“Today we turned the tables on Darkside by going after the entire ecosystem of ransomware attacks and digital extortion, including criminal proceeds in the form of digital currency,” Assistant Attorney General Lisa Monaco said.
The recovery of part of the ransom came a month after the hacking group penetrated the information systems of Colonial Company and forced it to close an 8,850-kilometre oil pipeline feeding most of the American East.
The company operates the largest oil pipeline network in the United States, transporting gasoline and jet fuel from the Texas Gulf Coast to the East Coast.
Several states in the east of the country witnessed a shortage of fuel supplies for days, exacerbated by the influx of panicked consumers at petrol stations.
The Ministry of Justice announced that Federal Bureau of Investigation He was able to trace the $4.4 million ransom paid by Colonial Pipeline with 75 bitcoins, via anonymous transfers.
The bureau was later able to confiscate a cryptocurrency wallet containing 63.7 bitcoins, which is currently equivalent to $2.3 million, after the value of this currency plummeted last month.

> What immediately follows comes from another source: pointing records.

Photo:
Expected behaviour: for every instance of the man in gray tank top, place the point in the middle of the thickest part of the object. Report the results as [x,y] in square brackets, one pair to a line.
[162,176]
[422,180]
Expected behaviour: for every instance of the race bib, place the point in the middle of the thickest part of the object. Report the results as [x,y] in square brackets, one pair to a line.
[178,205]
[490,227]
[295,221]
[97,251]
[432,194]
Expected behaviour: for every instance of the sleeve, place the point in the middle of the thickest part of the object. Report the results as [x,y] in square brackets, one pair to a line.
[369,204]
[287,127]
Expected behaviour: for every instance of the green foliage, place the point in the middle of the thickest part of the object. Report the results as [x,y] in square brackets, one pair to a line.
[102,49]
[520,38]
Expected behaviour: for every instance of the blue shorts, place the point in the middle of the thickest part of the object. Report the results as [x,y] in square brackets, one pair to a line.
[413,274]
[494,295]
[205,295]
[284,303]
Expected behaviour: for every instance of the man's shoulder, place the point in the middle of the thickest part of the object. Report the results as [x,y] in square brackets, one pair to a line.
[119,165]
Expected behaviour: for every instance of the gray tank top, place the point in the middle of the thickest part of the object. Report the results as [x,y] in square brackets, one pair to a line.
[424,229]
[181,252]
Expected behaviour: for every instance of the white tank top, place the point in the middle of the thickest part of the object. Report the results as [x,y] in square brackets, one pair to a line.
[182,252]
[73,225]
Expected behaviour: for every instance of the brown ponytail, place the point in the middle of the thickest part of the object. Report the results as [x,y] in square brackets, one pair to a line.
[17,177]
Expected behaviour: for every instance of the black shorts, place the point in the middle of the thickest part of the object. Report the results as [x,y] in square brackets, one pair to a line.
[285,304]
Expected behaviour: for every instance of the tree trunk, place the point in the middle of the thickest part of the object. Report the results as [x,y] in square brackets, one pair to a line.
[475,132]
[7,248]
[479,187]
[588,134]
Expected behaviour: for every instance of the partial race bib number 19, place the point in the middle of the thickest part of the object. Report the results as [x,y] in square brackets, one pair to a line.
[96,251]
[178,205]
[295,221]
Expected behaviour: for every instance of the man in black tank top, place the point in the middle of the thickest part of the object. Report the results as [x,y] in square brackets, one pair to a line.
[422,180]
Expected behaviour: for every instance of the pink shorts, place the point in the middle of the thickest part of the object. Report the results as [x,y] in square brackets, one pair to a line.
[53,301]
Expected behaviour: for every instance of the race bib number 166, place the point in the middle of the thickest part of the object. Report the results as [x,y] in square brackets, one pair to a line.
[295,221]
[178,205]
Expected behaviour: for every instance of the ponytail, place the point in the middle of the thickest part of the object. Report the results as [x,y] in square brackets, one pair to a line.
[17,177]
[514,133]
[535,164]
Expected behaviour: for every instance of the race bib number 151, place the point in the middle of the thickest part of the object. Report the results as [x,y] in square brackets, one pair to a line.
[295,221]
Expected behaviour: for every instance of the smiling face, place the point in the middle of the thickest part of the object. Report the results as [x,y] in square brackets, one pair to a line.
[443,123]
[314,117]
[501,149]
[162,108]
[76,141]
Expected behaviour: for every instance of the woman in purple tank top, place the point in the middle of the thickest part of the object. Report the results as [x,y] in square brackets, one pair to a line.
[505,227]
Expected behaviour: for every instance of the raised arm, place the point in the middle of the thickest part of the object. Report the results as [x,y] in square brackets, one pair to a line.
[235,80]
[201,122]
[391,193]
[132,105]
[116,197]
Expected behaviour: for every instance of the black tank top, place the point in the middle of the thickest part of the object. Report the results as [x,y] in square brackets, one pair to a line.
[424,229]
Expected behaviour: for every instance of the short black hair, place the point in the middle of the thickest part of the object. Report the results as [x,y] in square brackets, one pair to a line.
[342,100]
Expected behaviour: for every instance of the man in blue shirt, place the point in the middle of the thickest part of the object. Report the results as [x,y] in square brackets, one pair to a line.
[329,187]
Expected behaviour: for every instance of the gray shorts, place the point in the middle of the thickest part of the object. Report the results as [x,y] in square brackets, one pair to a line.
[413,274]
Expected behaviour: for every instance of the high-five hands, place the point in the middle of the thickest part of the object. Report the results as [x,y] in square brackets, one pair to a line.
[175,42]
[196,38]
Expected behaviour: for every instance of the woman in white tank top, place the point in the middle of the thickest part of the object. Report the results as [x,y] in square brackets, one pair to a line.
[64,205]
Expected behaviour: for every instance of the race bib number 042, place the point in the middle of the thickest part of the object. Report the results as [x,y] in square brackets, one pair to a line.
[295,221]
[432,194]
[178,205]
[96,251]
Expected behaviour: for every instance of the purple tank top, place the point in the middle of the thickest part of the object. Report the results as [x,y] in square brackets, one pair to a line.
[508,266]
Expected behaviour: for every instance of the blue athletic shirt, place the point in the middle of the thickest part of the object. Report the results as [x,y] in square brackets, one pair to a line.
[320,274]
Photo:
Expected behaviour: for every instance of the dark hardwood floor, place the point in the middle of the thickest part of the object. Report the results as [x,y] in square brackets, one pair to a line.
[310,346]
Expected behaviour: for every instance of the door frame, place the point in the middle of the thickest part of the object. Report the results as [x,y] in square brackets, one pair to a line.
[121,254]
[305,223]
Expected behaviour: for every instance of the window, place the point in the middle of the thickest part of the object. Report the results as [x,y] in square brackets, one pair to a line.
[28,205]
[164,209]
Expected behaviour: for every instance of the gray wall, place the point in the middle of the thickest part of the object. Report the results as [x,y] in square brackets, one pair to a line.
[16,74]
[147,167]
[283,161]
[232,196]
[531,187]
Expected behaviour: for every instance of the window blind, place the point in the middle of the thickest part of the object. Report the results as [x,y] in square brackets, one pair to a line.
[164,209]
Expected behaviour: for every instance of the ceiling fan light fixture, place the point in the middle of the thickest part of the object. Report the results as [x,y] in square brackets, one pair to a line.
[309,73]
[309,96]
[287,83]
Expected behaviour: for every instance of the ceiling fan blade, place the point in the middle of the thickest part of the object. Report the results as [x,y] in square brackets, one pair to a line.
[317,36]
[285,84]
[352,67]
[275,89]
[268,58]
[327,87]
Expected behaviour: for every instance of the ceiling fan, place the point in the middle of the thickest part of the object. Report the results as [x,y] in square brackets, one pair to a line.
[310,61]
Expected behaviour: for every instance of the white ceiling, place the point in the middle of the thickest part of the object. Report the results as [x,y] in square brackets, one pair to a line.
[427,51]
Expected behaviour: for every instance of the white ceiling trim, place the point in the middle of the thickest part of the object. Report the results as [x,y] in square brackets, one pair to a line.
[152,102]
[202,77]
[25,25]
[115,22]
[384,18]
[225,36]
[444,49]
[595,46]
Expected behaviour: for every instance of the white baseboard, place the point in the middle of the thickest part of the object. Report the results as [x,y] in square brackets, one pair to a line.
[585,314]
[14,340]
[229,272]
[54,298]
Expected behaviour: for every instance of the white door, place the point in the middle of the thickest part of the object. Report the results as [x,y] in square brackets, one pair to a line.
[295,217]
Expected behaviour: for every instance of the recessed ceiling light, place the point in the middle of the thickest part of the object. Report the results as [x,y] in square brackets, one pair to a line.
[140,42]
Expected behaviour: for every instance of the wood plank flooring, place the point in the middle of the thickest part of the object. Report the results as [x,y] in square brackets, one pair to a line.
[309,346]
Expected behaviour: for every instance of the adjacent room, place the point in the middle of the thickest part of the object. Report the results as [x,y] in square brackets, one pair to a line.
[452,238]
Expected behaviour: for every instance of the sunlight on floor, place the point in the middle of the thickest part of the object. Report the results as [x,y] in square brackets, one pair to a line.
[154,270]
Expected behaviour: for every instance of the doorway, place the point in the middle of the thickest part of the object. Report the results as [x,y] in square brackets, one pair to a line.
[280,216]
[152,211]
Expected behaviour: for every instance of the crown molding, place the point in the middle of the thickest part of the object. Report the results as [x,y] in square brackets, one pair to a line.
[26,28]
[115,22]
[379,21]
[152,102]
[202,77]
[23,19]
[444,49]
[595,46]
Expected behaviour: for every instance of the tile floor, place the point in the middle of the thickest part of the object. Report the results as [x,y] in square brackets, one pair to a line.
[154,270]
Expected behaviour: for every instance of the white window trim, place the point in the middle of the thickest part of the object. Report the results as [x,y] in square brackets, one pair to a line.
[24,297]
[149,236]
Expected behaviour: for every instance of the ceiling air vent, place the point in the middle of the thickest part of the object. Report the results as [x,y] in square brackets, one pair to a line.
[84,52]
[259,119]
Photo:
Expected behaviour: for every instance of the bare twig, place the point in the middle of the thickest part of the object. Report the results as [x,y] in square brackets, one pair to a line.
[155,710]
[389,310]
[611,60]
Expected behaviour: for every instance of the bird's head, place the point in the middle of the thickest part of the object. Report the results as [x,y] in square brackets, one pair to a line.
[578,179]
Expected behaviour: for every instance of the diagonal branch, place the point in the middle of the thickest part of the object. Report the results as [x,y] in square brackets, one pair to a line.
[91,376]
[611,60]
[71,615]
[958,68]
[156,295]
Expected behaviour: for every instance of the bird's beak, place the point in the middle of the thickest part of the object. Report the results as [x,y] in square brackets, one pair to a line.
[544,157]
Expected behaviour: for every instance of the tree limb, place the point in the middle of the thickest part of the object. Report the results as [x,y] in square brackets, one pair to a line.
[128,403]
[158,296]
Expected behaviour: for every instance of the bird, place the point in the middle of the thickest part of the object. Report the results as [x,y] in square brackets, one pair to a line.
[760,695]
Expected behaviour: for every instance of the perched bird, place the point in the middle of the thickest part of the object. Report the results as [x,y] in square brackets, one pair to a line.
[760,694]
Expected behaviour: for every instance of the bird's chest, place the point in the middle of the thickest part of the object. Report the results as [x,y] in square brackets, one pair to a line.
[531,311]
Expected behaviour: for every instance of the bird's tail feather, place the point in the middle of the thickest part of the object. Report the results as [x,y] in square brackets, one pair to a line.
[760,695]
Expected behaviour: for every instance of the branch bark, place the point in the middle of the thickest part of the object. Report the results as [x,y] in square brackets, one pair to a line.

It is the first paid ransomware seizure by the Justice Department’s newly created Anti-Ransomware and Digital Extortion Unit, which is tasked with pursuing ransomware that has been used in recent years to pull hundreds of millions of dollars from targets such as schools, hospitals, local authorities and businesses.
“Ransom payments are the fuel that powers the engine of digital extortion, and today’s announcement demonstrates that the United States will use all available tools to make these attacks more costly and less profitable for criminal groups,” Monaco said.
“We will continue to target the entire ransomware ecosystem to disrupt and deter these attacks.”
Monaco did not give any details on how to recover the money from Darkside, but according to analysts it could have been done by FBI investigators and offensive cyber operations by the US military.